= Lahartara Pond =

Historical pond

Lahartara Pond is a historical pond associated with the appearance of Saint Kabir Saaheb. According to a legend, Saint Kabir Saaheb was found floating on a lotus flower in the pond. It is located in Varanasi, Uttar Pradesh in India. In the past, it was a large freshwater lake that spanned 17 acre. In the present day, it no longer has its historical grandeur because about 3.5 acre of the pond is under the directorate of archaeology, Uttar Pradesh, while another 8 acre are under Satguru Kabir Prakat Dham.

== History and legends ==
The history of the Lahartara Pond is connected with the famous poet and mystic Saint Kabir. It is situated in the Varanasi District, in Uttar Pradesh, and is a short distance away from Kabir Math. At first, the pond occupied 17 acre, but nowadays it's been fractionated and placed under the jurisdiction of different institutions. Legend says that infant Kabir was found floating on a lotus flower.

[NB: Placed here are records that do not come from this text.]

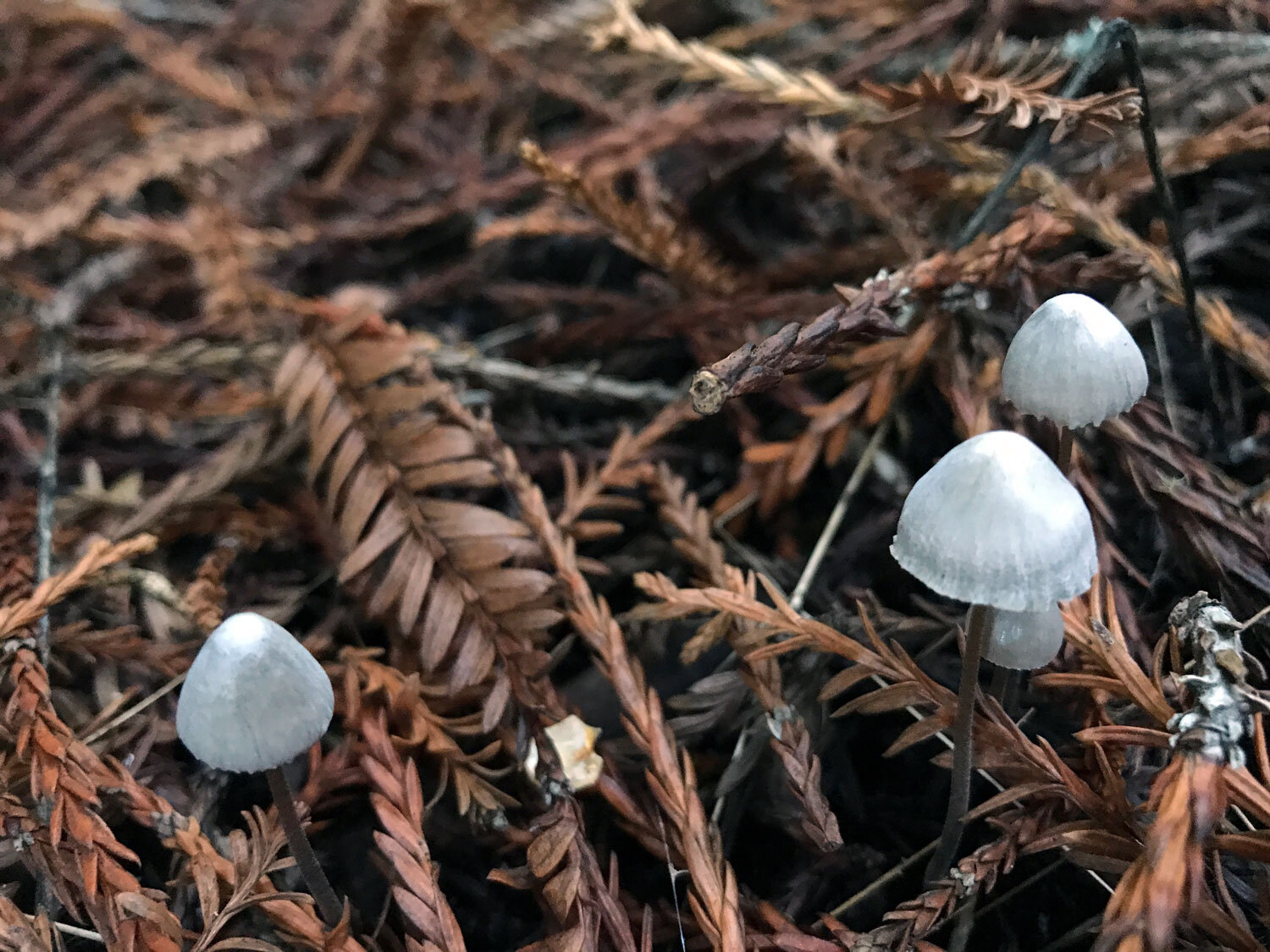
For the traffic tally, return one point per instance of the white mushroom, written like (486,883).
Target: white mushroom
(996,523)
(1025,640)
(993,523)
(1074,363)
(253,700)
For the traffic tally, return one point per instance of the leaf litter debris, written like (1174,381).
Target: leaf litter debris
(513,355)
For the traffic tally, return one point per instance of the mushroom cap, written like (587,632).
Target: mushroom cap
(254,697)
(1074,362)
(1025,640)
(996,523)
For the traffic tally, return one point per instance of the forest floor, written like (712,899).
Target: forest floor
(513,355)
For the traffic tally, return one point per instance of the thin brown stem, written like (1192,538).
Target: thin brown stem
(1064,449)
(977,625)
(328,903)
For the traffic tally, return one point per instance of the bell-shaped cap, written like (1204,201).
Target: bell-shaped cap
(1025,640)
(996,523)
(254,697)
(1074,362)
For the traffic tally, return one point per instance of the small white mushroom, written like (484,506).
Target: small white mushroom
(996,523)
(1025,640)
(254,697)
(253,700)
(1074,363)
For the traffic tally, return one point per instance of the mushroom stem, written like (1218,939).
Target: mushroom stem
(977,626)
(1064,449)
(328,903)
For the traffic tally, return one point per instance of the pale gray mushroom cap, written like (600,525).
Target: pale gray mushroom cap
(1025,640)
(996,523)
(1074,362)
(254,697)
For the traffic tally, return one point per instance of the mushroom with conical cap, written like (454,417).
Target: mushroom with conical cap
(254,697)
(996,523)
(993,523)
(1025,640)
(1074,363)
(254,700)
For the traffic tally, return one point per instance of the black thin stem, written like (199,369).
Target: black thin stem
(1038,144)
(1119,33)
(977,625)
(328,903)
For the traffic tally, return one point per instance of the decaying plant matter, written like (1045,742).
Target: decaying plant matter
(569,362)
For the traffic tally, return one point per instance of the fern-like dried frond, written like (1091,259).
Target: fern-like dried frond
(649,234)
(756,75)
(790,738)
(1016,93)
(164,155)
(451,578)
(417,724)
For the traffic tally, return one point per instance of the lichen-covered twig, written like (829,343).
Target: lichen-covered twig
(797,348)
(1166,885)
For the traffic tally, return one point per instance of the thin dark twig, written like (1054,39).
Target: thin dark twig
(55,319)
(1118,33)
(1128,41)
(1038,144)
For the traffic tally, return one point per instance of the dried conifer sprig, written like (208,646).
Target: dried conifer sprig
(797,348)
(648,234)
(446,574)
(80,857)
(714,899)
(977,873)
(396,799)
(790,739)
(164,155)
(561,866)
(472,776)
(99,555)
(1016,93)
(756,75)
(183,835)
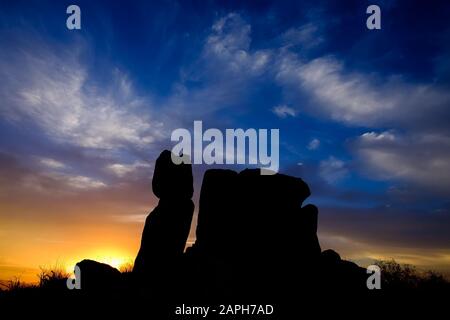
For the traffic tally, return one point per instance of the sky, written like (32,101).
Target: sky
(363,118)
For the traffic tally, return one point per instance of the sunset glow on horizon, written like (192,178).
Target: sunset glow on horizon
(363,118)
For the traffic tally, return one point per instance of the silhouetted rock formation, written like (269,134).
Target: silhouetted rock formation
(255,239)
(167,227)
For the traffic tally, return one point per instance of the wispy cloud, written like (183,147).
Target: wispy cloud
(60,98)
(333,170)
(284,111)
(421,159)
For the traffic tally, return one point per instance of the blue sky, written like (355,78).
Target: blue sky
(363,115)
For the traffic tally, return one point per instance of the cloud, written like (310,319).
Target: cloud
(58,95)
(306,36)
(420,159)
(332,170)
(362,99)
(284,111)
(313,144)
(229,44)
(122,170)
(52,163)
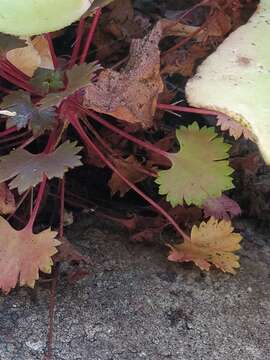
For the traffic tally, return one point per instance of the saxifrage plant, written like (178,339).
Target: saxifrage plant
(64,94)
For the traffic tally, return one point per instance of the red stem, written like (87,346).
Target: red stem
(90,35)
(78,41)
(62,207)
(52,50)
(127,136)
(76,124)
(40,195)
(42,187)
(176,108)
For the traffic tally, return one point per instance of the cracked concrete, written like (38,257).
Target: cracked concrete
(136,305)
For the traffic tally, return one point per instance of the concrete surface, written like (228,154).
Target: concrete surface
(136,305)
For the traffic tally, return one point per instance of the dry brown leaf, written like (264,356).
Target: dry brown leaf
(7,200)
(183,62)
(36,54)
(235,128)
(23,254)
(217,25)
(131,95)
(130,168)
(211,243)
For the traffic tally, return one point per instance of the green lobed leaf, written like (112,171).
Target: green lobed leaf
(27,169)
(78,78)
(27,114)
(46,80)
(199,170)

== Religious and cultural significance ==

The pond has a great significance among the Kabir Panthis for its connection with the appearance of Kabir Sahib Ji. Kabir Sahib Ji was found lying on a lotus flower in this pond in an infant Form, from where Neeru-Neema, the foster parents of Kabir, took Kabir home.

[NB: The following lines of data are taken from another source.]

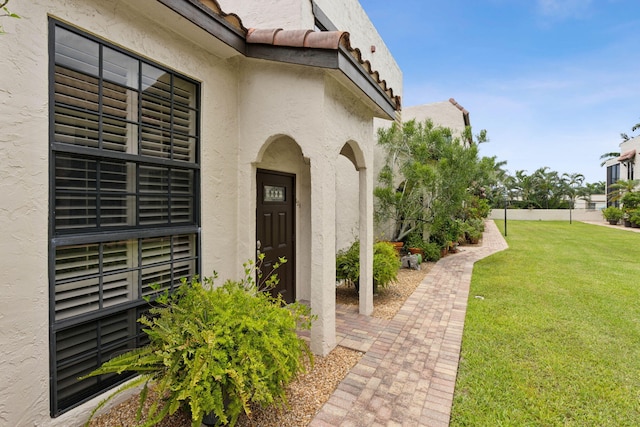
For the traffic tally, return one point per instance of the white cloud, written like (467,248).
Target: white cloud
(563,9)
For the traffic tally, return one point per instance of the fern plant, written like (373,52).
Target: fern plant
(216,350)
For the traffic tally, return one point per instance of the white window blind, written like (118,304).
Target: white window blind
(124,162)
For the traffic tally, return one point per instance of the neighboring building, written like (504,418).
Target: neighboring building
(150,140)
(597,202)
(624,166)
(448,114)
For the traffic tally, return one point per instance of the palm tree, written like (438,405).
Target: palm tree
(608,156)
(572,185)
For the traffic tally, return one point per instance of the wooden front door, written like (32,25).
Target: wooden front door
(275,228)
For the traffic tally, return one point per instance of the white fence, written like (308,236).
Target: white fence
(547,214)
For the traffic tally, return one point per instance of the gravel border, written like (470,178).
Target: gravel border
(306,394)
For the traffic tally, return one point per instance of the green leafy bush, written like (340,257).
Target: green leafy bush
(385,264)
(612,213)
(217,350)
(634,216)
(431,251)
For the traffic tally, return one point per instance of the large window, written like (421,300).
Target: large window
(613,176)
(124,175)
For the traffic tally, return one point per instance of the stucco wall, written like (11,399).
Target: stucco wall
(286,14)
(24,179)
(443,114)
(246,106)
(547,215)
(346,15)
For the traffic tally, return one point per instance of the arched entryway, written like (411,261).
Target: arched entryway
(354,218)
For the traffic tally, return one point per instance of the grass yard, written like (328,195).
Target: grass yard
(552,331)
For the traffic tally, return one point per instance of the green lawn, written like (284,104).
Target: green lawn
(552,331)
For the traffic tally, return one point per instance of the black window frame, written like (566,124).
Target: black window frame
(169,233)
(613,176)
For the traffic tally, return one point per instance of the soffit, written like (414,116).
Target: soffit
(324,49)
(627,155)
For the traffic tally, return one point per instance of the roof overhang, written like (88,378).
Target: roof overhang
(627,155)
(338,59)
(225,27)
(327,50)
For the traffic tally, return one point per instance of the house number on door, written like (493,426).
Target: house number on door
(274,193)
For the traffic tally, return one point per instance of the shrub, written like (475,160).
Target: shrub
(431,251)
(216,350)
(385,264)
(634,216)
(612,213)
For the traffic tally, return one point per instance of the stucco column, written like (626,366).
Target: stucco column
(366,241)
(323,255)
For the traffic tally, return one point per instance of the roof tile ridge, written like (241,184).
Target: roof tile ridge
(457,105)
(231,18)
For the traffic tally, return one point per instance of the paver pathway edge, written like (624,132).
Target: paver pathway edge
(407,375)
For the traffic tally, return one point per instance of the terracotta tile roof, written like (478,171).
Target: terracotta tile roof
(627,155)
(231,18)
(460,107)
(330,40)
(465,113)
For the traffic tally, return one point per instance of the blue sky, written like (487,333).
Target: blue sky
(554,82)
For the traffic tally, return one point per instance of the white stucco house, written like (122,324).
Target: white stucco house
(624,166)
(449,114)
(144,141)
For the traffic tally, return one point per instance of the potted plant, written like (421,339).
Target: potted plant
(612,214)
(215,350)
(414,244)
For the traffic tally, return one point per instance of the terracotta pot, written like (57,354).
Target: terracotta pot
(416,251)
(398,246)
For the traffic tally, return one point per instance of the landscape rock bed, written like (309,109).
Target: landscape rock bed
(311,390)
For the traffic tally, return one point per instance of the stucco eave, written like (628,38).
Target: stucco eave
(329,59)
(365,82)
(204,18)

== Pollution and environmental concerns  ==

The fabled pond of Lahartara is situated near the GT Road on the Allahabad route. Once a sight for sore eyes, today it lies in a more destitute state. About 2.5 km from the Varanasi Cantonment railway station, spread over 17 acre, is nothing but a dumping ground for filth and a swamp of wastewater.

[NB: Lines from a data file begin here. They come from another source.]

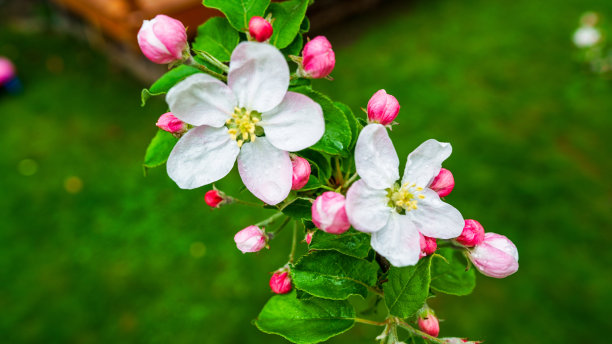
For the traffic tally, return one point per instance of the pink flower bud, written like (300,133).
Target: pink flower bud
(260,29)
(382,108)
(214,198)
(472,235)
(162,39)
(301,172)
(444,183)
(428,245)
(171,124)
(329,214)
(495,257)
(280,282)
(318,58)
(428,323)
(250,239)
(7,70)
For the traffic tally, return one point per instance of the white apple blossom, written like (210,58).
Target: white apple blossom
(252,119)
(393,211)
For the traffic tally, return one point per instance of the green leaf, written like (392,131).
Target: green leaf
(217,37)
(288,17)
(333,275)
(159,149)
(337,136)
(305,321)
(449,276)
(352,243)
(299,209)
(166,81)
(239,12)
(407,288)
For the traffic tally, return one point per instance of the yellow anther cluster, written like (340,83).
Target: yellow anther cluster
(406,197)
(242,126)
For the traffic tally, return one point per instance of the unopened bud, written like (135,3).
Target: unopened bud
(250,239)
(163,39)
(318,58)
(428,245)
(280,282)
(260,29)
(171,124)
(382,108)
(444,183)
(329,214)
(301,172)
(495,257)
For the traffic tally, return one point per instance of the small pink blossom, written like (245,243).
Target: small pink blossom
(444,183)
(250,239)
(495,257)
(301,172)
(162,39)
(382,108)
(472,235)
(428,245)
(329,214)
(318,58)
(280,282)
(260,29)
(171,124)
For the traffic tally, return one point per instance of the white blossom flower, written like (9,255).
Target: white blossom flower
(395,212)
(252,119)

Only about 3.5 acre of the pond is protected by the directorate of archaeology, Uttar Pradesh, and about 8 acres is under the possession of Sadguru Kabir Prakatya Dham. The remaining part has been surrounded by rampant encroachment on all sides.

Sadguru Kabir Prakatya Dham continues to better manage its portion of the pond. They have come up with a plan to construct a grand memorial and a fixed pond within the pond. Chief of Panth Hazoor Ardhnan Saheb, while sharing remarks about the deteriorating condition of the Heritage Site, spoke about the continuing progress being made at the memorial of Saint Kabir and said that the historically significant pond should immediately be restored and a plan should be put into place that ensures that such sites don't get neglected in the future.

In August 2003, the High Court ordered that improvements should be made to the pond, but as of 2020 it was still in bad condition.